A textbook for ESL media writers

By : Yulia Medvedeva, Zayed University, UAE

A textbook for ESL media writers
 

As a part of Zayed University's research cluster "Languaging and higher education in bilingual contexts," Dr. Effrosyni Georgiadou and I are working on developing a textbook for students who learn writing for the media in English as their second language. This textbook is meant to teach ESL writers how to write for news audiences. At the same time, the textbook addresses the most common English grammar errors we see in students' work here in the UAE. Pictures are our main tool for helping ESL writers in mastering their trade.

Mastering journalistic and public relations writing is hard enough even for native speakers because it differs from how we tell stories to our friends. Remember how we tend to start from the beginning of the event and conclude with how it ended? However, when we tell stories to the audience in a newspaper, we start with either the most important and recent outcome or with an attention-grabbing opening. In addition, in journalistic writing we pay more attention to punctuation, and our writing must conform to the rules of Associated Press Style. Simply put, this style, developed by one of the most influential news agencies, tells us which rule to adhere to in cases when several options are possible.

Writing for the media in English is even harder for students whose native language is not English. The task of teaching undergraduate ESL writers presents a challenge for the teacher, too. Even more so when English is the only language shared by the teacher and her students.

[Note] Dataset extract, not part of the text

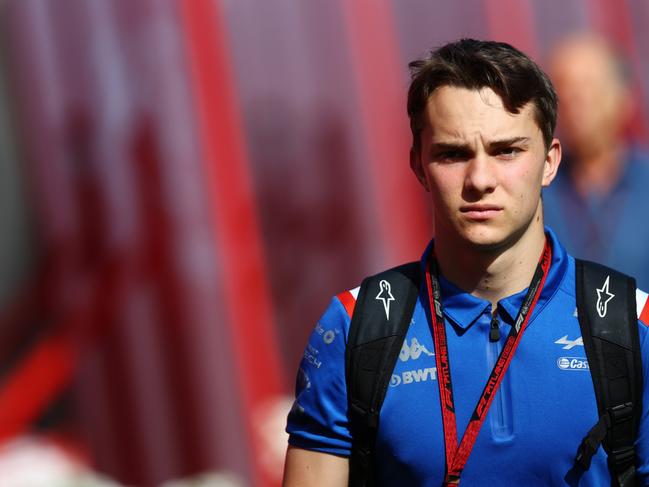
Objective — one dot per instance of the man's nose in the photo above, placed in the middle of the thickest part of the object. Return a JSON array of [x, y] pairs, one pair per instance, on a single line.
[[480, 175]]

We are basing our textbook on the view of Salomon (1994) who argued that information is communicated through two major symbol systems: words and pictures. Salomon wrote that words need special training to be decoded while pictures need to be recognized to be understood.

I researched the effects of symbol systems on learning for my dissertation in which I explored if moving pictures (television news) help immigrants in the U.S. learn from American news compared to news in written words (newspaper news) and news in spoken words (radio news). In my online experiment, immigrants who were exposed to television news did indeed recognize more correct answers about the news stories than did immigrants exposed to newspaper and radio news.

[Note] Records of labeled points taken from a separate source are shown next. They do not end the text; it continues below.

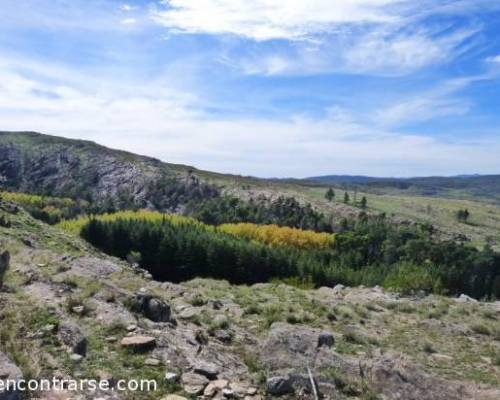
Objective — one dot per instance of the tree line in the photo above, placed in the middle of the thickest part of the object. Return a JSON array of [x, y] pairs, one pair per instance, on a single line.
[[371, 252]]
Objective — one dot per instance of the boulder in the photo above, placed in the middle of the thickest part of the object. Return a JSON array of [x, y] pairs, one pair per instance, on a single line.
[[193, 384], [279, 386], [326, 339], [4, 265], [206, 369], [174, 397], [9, 371], [139, 342], [71, 335], [151, 307]]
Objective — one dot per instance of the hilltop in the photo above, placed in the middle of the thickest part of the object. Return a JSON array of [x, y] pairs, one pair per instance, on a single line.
[[112, 179]]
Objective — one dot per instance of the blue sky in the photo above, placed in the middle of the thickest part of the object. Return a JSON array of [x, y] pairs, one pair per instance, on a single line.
[[265, 88]]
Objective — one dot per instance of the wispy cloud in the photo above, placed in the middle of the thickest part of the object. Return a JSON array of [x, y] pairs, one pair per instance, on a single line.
[[173, 128]]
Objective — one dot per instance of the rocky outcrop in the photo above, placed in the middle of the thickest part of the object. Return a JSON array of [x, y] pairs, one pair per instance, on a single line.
[[4, 264], [151, 307], [71, 335], [9, 372]]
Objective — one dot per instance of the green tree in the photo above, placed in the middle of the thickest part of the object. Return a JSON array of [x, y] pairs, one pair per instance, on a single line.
[[330, 194], [364, 202], [346, 198]]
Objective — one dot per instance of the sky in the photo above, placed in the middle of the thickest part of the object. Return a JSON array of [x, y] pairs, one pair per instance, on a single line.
[[269, 88]]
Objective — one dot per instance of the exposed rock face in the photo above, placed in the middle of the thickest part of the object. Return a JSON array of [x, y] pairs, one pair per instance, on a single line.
[[279, 385], [71, 335], [36, 163], [4, 264], [139, 342], [151, 307], [9, 371]]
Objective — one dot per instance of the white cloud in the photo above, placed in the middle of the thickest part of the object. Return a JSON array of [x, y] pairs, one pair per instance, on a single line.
[[494, 59], [171, 127], [381, 37], [271, 19], [127, 7], [128, 21]]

While ESL teachers use pictures in their instruction all the time, textbooks on journalistic writing may include some pictures for illustrative purposes but those photos are not used as a basis for students' learning - words are. In our textbook, we apply the approach well-known to teachers of foreign languages to teaching ESL media writers.

We do so with a twist. Actually, with two twists.

First, in an unusual move for a textbook on media writing, we start out our textbook with writing photo captions, the text that every photo in a newspaper, magazine or on a website must have to explain what exactly is happening in the picture. In most of the textbooks, photo journalism as a topic appears closer to the end of the book. We start with photos to build on the experience of language teachers who get their students talking by describing what's in the picture. We posit that describing what's in the picture will immerse our ESL writers into writing news stories and will give them a chance to review the grammar rules with which our Arabic-speaking students tend to struggle and learn the rules of Associated Press Style about addressing people, places and time.

Second, we will use pictures to illustrate news stories used as examples in our textbook. Some of these illustrations will be photos, some will be drawn based on a photograph, and some will be drawn to map a chronology of the event onto a story structure used in journalistic and PR writing.

To track the effectiveness of our approach, we will quantitatively analyze errors in students' writing in three semesters: (1) a semester that used a traditional structure of the content, (2) a semester when students were introduced to writing photo captions, and (3) a semester when students were given drafts of our textbook as readings.